- Born: Simon Barnes Shelton 13 January 1966 Bethnal Green, London, England
- Died: 17 January 2018 (aged 52) Liverpool, England
- Occupation: Actor
- Years active: 1988–2018
- Notable work: Playing Tinky Winky in Teletubbies (1997–2001)
- Spouse: Emma Robbins
- Children: 3
- Relatives: Emily Atack (niece)

= Simon Shelton =

British actor (1966–2018)

Simon Barnes Shelton (13 January 1966 – 17 January 2018) was an English actor.

==Biography==

Shelton was born in the Bethnal Green area of London on 13 January 1966.

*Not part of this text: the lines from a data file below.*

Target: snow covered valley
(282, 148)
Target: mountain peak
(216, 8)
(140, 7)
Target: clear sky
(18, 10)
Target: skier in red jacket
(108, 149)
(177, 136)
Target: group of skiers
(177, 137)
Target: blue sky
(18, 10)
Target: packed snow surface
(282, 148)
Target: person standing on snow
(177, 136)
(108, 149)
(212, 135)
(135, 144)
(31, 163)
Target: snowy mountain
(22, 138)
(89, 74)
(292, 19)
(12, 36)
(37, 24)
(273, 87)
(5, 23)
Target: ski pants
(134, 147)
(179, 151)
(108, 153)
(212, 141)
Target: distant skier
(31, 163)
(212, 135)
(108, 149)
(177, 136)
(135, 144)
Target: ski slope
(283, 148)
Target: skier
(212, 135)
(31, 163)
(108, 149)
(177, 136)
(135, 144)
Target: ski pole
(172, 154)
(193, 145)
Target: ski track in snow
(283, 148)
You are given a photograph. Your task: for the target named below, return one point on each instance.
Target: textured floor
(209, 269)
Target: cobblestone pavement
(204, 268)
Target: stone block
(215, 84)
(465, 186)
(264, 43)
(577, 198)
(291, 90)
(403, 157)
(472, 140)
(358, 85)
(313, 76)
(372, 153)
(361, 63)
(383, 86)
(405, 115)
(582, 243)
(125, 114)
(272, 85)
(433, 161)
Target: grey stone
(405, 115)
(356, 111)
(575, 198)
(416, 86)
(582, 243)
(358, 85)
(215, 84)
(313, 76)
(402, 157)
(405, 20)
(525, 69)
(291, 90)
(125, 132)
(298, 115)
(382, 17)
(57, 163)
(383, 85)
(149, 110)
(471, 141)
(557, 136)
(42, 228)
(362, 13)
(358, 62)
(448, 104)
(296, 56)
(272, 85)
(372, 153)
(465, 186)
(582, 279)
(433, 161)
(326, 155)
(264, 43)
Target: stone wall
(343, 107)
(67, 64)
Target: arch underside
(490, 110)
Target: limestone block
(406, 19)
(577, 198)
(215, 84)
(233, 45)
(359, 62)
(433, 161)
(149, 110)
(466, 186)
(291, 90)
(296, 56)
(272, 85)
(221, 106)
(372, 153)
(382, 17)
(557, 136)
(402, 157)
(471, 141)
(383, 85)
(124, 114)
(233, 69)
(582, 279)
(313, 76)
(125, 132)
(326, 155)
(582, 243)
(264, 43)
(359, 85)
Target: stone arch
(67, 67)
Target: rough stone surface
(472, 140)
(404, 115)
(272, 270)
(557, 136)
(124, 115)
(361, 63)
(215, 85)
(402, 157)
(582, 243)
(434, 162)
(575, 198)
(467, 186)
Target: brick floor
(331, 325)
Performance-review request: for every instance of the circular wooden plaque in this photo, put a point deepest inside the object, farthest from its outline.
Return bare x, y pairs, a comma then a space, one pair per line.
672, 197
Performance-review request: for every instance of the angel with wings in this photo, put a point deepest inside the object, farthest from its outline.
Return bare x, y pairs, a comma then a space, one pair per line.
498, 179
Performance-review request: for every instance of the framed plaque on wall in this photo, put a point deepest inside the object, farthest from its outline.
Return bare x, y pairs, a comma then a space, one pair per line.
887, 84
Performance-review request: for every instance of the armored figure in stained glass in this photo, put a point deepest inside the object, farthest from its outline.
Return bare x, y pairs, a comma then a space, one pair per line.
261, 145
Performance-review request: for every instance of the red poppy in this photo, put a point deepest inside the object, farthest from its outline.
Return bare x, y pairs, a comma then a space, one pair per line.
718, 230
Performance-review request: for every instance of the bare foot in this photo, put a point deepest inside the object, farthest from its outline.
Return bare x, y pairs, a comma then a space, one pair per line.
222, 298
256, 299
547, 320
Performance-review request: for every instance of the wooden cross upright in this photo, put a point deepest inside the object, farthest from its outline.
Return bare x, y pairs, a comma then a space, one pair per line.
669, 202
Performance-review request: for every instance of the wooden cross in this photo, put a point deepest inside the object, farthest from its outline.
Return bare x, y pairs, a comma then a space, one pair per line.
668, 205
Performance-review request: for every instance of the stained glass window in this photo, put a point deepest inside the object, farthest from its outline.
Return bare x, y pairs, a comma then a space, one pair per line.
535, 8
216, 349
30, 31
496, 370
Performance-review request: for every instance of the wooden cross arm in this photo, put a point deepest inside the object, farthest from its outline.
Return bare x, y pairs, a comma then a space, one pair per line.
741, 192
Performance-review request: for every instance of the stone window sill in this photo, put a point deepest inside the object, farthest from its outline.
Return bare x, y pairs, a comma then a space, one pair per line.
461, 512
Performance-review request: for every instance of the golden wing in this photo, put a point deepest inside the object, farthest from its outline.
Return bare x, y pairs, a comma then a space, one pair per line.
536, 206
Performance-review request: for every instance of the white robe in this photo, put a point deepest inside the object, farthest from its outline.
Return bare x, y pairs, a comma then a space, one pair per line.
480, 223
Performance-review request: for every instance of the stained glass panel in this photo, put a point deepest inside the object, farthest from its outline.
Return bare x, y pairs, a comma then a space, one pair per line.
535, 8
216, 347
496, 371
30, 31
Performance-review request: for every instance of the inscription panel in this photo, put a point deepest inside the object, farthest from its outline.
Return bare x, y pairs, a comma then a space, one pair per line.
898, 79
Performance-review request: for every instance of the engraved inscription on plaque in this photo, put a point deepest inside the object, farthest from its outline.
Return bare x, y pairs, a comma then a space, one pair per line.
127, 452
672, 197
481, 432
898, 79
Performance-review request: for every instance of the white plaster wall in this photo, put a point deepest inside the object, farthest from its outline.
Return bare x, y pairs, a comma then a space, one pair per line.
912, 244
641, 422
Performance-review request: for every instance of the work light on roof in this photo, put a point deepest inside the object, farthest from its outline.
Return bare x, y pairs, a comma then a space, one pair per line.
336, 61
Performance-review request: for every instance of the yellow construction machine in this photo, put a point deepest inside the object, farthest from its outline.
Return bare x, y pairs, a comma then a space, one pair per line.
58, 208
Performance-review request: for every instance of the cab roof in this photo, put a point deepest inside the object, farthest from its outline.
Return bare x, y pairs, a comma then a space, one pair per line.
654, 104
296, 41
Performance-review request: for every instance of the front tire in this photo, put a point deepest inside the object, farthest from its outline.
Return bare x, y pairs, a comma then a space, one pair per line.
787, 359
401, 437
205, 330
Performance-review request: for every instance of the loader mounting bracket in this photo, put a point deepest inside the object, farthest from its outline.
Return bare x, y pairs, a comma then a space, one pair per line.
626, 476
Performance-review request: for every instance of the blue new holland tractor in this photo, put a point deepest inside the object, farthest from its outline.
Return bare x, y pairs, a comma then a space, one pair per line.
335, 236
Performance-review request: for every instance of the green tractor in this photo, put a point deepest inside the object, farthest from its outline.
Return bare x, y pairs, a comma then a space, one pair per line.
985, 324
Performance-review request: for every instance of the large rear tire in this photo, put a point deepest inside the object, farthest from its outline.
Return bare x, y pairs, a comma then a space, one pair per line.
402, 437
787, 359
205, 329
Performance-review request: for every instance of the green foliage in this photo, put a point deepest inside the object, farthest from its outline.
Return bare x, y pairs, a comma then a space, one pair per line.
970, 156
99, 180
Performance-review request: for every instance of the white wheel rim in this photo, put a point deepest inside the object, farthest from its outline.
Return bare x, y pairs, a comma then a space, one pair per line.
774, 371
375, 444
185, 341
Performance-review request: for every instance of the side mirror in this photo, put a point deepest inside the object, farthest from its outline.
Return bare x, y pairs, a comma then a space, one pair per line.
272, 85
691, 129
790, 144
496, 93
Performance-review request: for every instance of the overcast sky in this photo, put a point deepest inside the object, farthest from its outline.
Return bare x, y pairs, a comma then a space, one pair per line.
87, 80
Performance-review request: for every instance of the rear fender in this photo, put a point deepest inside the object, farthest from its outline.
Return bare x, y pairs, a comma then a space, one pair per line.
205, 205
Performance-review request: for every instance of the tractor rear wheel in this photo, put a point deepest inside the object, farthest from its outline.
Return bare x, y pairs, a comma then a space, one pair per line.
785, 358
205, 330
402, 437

Shelton was best known for his children's television work. He portrayed Tinky Winky on Teletubbies from 1997 to 2001, replacing the original actor Dave Thompson. He also played Dark Knight on the first series of Incredible Games in 1994.

Shelton was married to Emma Robbins. They had three children and lived in Ampthill, Bedfordshire. Shelton's niece is actress Emily Atack.

Shelton had a history of alcoholism. On 17 January 2018, he was found dead in a car park stairwell near the Port of Liverpool Building in Liverpool at the age of 52. His cause of death was hypothermia and he had a high concentration of alcohol in his system.